ESPEN expert statements and practical guidance for nutritional management of individuals with SARS-CoV-2 infection.

机构信息

Department of Medical, Surgical and Health Sciences, University of Trieste, Italy.

Institute of Nutritional Medicine, University of Hohenheim, Stuttgart, Germany.

出版信息

Clin Nutr. 2020 Jun;39(6):1631-1638. doi: 10.1016/j.clnu.2020.03.022. Epub 2020 Mar 31.

Abstract

The COVID-19 pandemics is posing unprecedented challenges and threats to patients and healthcare systems worldwide. Acute respiratory complications that require intensive care unit (ICU) management are a major cause of morbidity and mortality in COVID-19 patients. Patients with worst outcomes and higher mortality are reported to include immunocompromised subjects, namely older adults and polymorbid individuals and malnourished people in general.
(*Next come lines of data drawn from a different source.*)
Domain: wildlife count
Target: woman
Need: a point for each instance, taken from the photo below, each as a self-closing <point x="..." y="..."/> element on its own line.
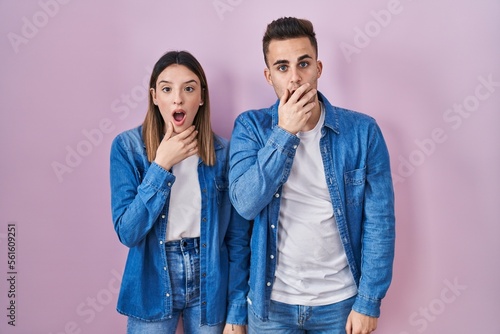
<point x="189" y="251"/>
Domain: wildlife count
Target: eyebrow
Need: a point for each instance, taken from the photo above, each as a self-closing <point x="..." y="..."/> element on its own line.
<point x="168" y="82"/>
<point x="284" y="61"/>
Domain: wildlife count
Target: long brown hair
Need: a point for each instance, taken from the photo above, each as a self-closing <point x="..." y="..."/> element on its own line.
<point x="153" y="126"/>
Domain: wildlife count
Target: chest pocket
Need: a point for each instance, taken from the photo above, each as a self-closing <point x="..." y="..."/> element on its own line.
<point x="354" y="181"/>
<point x="221" y="187"/>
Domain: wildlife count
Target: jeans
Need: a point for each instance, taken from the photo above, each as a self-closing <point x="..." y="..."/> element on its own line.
<point x="299" y="319"/>
<point x="183" y="259"/>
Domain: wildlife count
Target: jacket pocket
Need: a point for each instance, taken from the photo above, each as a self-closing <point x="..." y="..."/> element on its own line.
<point x="354" y="181"/>
<point x="222" y="187"/>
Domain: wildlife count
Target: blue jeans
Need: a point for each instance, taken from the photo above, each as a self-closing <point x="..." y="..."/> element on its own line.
<point x="298" y="319"/>
<point x="183" y="259"/>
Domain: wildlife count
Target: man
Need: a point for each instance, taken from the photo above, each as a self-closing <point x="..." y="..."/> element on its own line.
<point x="316" y="180"/>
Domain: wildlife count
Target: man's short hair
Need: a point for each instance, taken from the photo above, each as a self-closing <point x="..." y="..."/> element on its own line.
<point x="287" y="28"/>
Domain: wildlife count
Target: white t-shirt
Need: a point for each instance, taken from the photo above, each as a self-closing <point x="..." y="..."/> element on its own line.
<point x="312" y="267"/>
<point x="184" y="211"/>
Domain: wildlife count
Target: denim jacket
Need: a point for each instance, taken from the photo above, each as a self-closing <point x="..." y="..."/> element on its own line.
<point x="357" y="170"/>
<point x="140" y="193"/>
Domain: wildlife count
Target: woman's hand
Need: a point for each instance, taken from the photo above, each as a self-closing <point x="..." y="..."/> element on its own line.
<point x="235" y="329"/>
<point x="174" y="149"/>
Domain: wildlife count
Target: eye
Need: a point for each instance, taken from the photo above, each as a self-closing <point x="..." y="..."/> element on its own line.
<point x="282" y="68"/>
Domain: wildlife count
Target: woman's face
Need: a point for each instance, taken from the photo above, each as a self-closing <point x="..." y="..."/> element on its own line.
<point x="178" y="95"/>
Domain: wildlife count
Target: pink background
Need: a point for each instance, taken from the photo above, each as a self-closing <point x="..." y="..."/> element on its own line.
<point x="72" y="78"/>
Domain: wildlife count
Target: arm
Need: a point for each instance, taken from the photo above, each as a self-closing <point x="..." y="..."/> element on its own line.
<point x="136" y="204"/>
<point x="258" y="166"/>
<point x="378" y="229"/>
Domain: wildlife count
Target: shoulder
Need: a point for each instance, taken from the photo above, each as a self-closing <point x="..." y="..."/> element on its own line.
<point x="258" y="115"/>
<point x="342" y="119"/>
<point x="130" y="140"/>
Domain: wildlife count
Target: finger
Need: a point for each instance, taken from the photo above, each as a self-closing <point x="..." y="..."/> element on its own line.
<point x="186" y="133"/>
<point x="309" y="96"/>
<point x="192" y="136"/>
<point x="170" y="130"/>
<point x="284" y="98"/>
<point x="298" y="94"/>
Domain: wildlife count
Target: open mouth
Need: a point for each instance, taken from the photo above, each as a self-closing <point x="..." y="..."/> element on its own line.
<point x="179" y="116"/>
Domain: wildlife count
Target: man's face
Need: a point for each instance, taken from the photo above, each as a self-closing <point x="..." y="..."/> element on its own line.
<point x="292" y="63"/>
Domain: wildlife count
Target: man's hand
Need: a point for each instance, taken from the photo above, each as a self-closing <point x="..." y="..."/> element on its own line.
<point x="235" y="329"/>
<point x="294" y="110"/>
<point x="358" y="323"/>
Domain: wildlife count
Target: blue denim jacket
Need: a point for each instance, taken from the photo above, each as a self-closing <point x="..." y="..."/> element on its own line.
<point x="357" y="170"/>
<point x="140" y="193"/>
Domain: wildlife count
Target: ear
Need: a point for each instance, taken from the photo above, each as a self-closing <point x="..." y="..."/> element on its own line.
<point x="267" y="75"/>
<point x="153" y="95"/>
<point x="319" y="66"/>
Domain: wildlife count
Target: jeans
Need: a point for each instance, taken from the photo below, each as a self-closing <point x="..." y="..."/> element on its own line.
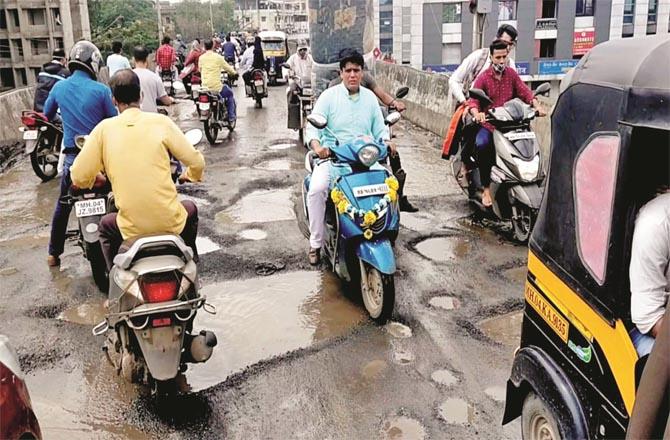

ICU stay, polymorbidity and older age are all commonly associated with high risk for malnutrition, representing per se a relevant risk factor for higher morbidity and mortality in chronic and acute disease. Also importantly, prolonged ICU stays are reported to be required for COVID-19 patients stabilization, and longer ICU stay may per se directly worsen or cause malnutrition, with severe loss of skeletal muscle mass and function which may lead to disability, poor quality of life and additional morbidity. Prevention, diagnosis and treatment of malnutrition should therefore be routinely included in the management of COVID-19 patients. In the current document, the European Society for Clinical Nutrition and Metabolism (ESPEN) aims at providing concise guidance for nutritional management of COVID-19 patients by proposing 10 practical recommendations. The practical guidance is focused to those in the ICU setting or in the presence of older age and polymorbidity, which are independently associated with malnutrition and its negative impact on patient survival.

摘要

COVID-19 大流行给全球患者和医疗体系带来了前所未有的挑战和威胁。需要重症监护病房(ICU)管理的急性呼吸并发症是 COVID-19 患者发病率和死亡率的主要原因。据报道,预后最差和死亡率最高的患者包括免疫功能低下的患者,即老年人和多系统疾病患者以及一般营养不良的人。ICU 住院、多系统疾病和年龄较大通常与营养不良的高风险相关,这本身就是慢性和急性疾病发病率和死亡率更高的一个相关危险因素。同样重要的是,COVID-19 患者需要长时间稳定在 ICU,而较长时间的 ICU 停留本身可能直接导致或引起营养不良,严重丧失骨骼肌质量和功能,从而导致残疾、生活质量差和其他发病率增加。因此,预防、诊断和治疗营养不良应常规纳入 COVID-19 患者的管理中。在当前文件中,欧洲临床营养和代谢学会(ESPEN)旨在通过提出 10 条实用建议,为 COVID-19 患者的营养管理提供简明指导。该实用指南主要针对 ICU 环境或存在年龄较大和多系统疾病的患者,这些患者与营养不良及其对患者生存的负面影响独立相关。